The BMIC developed file format specifications for sites to submit future microbiology data based on the harmonized model. These file specifications were reviewed by the microbiology working group for domain coverage, by IT personnel at each site for their ability to provide data in this format, and finally with CHA to detect and handle fields with protected health information (PHI). We developed a final specification based on the feedback we received. With this file format, we are allowing sites some flexibility in how they will report their microbiology results in order to satisfy their local storage/reporting capabilities. FURTHeR allows heterogeneous data embedded in the harmonized data model and maps it to a common PHIS+ Micro Data Model.

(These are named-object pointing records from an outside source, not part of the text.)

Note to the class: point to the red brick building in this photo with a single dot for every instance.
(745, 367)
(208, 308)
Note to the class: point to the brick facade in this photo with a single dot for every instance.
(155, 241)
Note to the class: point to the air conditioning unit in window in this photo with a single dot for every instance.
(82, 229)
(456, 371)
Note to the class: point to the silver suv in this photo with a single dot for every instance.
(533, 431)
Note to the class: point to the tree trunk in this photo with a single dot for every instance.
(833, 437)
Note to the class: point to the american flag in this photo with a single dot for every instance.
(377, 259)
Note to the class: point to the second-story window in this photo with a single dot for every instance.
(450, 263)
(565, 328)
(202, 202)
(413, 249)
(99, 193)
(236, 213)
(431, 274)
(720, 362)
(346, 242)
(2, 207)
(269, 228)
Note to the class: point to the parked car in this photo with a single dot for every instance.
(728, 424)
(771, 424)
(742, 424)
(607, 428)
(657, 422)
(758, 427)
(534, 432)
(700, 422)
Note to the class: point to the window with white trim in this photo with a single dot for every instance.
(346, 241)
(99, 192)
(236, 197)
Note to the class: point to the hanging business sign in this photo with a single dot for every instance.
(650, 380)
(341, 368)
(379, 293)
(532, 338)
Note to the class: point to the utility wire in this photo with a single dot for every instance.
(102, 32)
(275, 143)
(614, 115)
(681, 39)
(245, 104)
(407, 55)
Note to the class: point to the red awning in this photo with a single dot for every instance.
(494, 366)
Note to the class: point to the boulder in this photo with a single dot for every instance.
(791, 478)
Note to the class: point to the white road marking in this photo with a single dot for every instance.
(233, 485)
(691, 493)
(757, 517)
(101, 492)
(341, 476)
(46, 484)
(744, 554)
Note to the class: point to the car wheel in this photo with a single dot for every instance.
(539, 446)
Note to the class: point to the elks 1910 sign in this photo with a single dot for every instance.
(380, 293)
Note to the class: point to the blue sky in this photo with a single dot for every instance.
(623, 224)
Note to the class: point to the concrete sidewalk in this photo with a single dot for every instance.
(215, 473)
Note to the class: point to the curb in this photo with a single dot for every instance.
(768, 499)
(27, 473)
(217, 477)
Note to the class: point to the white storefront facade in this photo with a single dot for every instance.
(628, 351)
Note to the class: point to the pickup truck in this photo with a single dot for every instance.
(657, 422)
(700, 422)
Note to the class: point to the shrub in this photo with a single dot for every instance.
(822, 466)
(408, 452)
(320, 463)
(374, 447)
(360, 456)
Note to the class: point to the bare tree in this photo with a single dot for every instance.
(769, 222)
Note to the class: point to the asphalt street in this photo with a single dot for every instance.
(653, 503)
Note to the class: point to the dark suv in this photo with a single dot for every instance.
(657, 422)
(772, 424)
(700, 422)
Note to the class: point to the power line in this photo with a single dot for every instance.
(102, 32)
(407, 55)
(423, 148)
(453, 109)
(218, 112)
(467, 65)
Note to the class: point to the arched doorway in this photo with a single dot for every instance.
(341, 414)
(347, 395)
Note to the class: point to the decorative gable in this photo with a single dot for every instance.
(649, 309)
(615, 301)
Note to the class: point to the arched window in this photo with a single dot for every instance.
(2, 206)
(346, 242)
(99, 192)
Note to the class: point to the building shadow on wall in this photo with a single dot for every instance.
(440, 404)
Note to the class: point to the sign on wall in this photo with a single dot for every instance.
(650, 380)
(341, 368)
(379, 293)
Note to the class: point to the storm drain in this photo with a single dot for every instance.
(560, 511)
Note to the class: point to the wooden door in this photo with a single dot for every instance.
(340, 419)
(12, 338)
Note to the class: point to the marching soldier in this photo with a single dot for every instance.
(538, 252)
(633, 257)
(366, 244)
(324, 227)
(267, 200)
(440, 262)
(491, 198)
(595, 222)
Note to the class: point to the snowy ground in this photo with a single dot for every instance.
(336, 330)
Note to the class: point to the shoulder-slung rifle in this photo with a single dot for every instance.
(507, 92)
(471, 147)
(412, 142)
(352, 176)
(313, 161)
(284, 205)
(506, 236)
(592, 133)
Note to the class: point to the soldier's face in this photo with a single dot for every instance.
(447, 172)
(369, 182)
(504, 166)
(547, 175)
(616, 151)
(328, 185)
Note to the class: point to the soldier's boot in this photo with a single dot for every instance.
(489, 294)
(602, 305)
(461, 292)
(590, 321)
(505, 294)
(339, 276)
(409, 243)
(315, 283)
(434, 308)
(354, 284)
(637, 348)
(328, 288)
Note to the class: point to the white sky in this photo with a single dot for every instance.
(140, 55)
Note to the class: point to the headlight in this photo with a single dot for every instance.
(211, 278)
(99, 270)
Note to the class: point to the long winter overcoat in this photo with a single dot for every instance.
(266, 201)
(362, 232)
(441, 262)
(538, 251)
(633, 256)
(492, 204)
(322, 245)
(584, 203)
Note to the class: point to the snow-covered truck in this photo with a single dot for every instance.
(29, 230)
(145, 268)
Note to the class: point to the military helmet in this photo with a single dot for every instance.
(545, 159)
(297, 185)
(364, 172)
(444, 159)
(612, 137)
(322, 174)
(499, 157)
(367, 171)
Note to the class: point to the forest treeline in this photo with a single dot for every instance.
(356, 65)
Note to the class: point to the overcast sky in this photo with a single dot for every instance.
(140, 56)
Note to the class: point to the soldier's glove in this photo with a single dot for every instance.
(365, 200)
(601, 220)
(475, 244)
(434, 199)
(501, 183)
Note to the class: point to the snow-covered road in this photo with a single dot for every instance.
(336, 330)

Using the developed file format, we requested that sites submit their data as a text file based on the HL7 v2.x message syntax¹², using a pipe delimiter between data fields. As depicted in the harmonized model in Figure 2, each patient could have one or more encounters and could provide one or more specimens in a given encounter. Each specimen could have one or more microbiological studies performed on it, and each of these studies in turn could report zero or more microorganisms. Also, susceptibility tests with multiple antibiotics may be performed. We have included all administrative data of a patient encounter in the Patient Data Element (PDE); specimen and microbiological culture/study information in the Culture Data Element (CDE); organism related information in the Organism Data Element (ODE); and susceptibility information in Susceptibility Data Element (SDE). Due to lack of specimen identifiers with some sites we had to combine all specimen information with that of the culture study and include it in the CDE. Each row in the file ends with a carriage return. A description of the file format, data elements and field contents, and example culture studies explaining the hierarchical nature of the data were provided to the sites.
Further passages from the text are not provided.